BAGIAN 3

1K 107 79
                                    

3. 07.00 PM

Langit kembali menguap untuk kesekian kalinya. Pelajaran matematika kali ini membuatnya sangat mengantuk. Trigonometri rupanya lebih membosankan daripada menunggu Bu Stella—guru Kimia yang galak—bertemu jodohnya.

Langit bertelungkup, mencoba untuk terlelap. Namun, senggolan keras di bahunya membuat Langit jadi bangun lagi, dan kesal.

"Apaan sih, Ta?" Langit mendelik kearah teman sebangkunya, Okuta.

Okuta menuliskan beberapa kalimat di halaman terakhir bukunya; Cabut yuk.
Langit yang membacanya, menaikkan sebelah alisnya. Mencoba untuk meyakinkan Okuta sekali lagi. Dan malah dibalas Okuta dengan anggukan penuh semangat.

"Ok."

Langit berdiri, berjalan menuju meja Pak Ahmad, disusul Okuta yang berjalan pelan di belakangnya. Pak Ahmad mendongak, menatap wajah murid cowoknya yang ganteng itu. Yah, Pak Ahmad mengakui itu. Semuanya juga.

"Ada apa, Lang?"

Langit menunjuk Okuta yang berada di belakangnya, "Okuta sakit perut, Pak. Dia minta saya temenin ke toilet. Katanya takut ada yang jahil nyiram dia kayak kejadian bulan kemarin."

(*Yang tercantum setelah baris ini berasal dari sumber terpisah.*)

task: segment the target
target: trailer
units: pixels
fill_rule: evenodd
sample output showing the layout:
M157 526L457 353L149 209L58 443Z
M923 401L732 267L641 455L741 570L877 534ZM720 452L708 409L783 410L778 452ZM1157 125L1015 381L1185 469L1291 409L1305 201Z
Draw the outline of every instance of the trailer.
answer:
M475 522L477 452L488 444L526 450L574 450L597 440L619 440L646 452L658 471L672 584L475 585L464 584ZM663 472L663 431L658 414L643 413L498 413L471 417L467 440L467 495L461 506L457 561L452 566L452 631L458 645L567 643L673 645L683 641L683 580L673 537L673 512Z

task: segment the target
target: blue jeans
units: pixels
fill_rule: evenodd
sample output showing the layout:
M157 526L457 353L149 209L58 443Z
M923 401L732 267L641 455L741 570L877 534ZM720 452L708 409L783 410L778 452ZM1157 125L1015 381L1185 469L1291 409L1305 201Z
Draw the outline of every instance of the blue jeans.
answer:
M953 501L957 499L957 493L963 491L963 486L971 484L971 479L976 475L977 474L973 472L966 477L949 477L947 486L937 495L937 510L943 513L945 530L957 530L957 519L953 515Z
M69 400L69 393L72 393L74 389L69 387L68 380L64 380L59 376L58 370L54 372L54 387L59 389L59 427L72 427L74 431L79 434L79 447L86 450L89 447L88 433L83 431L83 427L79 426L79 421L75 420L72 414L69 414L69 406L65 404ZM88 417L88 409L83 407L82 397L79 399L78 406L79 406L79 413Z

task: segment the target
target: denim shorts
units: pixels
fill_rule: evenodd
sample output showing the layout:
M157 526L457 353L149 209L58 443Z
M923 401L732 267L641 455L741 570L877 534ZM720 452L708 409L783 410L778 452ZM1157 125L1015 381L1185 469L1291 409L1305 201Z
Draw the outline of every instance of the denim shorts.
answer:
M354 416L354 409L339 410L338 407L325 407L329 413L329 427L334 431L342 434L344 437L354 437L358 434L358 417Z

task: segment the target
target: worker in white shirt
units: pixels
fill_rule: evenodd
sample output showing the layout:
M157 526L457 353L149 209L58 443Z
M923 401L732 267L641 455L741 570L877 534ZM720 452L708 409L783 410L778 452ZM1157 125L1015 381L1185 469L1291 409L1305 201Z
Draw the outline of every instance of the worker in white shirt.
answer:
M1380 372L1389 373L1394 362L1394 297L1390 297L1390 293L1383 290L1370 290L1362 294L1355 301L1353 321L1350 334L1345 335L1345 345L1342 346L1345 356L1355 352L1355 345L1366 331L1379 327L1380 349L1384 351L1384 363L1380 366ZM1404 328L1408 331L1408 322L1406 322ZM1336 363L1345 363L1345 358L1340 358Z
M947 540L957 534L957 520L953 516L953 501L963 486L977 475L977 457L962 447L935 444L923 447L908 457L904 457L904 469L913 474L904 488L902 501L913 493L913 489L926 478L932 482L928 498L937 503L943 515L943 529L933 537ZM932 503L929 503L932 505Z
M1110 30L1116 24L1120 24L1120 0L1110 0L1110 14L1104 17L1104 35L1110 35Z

Pak Ahmad menengok ke arah belakang badan Langit. Ada Okuta yang sedang memegangi perutnya dengan wajah dibuat-buat. Cekikikan terdengar dari sudut kelas. Okuta hanya akting. Mereka tahu kalau ini cuma trik Okuta dan Langit untuk keluar dari jam pelajaran Matematika.

Padahal, Langit termasuk anak yang pintar dikelas. Setiap ulangan, Langit selalu masuk lima besar, padahal ia mengaku tidak pernah sama sekali belajar. Buku cetaknya pun masih berbau tintah fotokopi. Masih suci, belum pernah tersentuh sedikit pun.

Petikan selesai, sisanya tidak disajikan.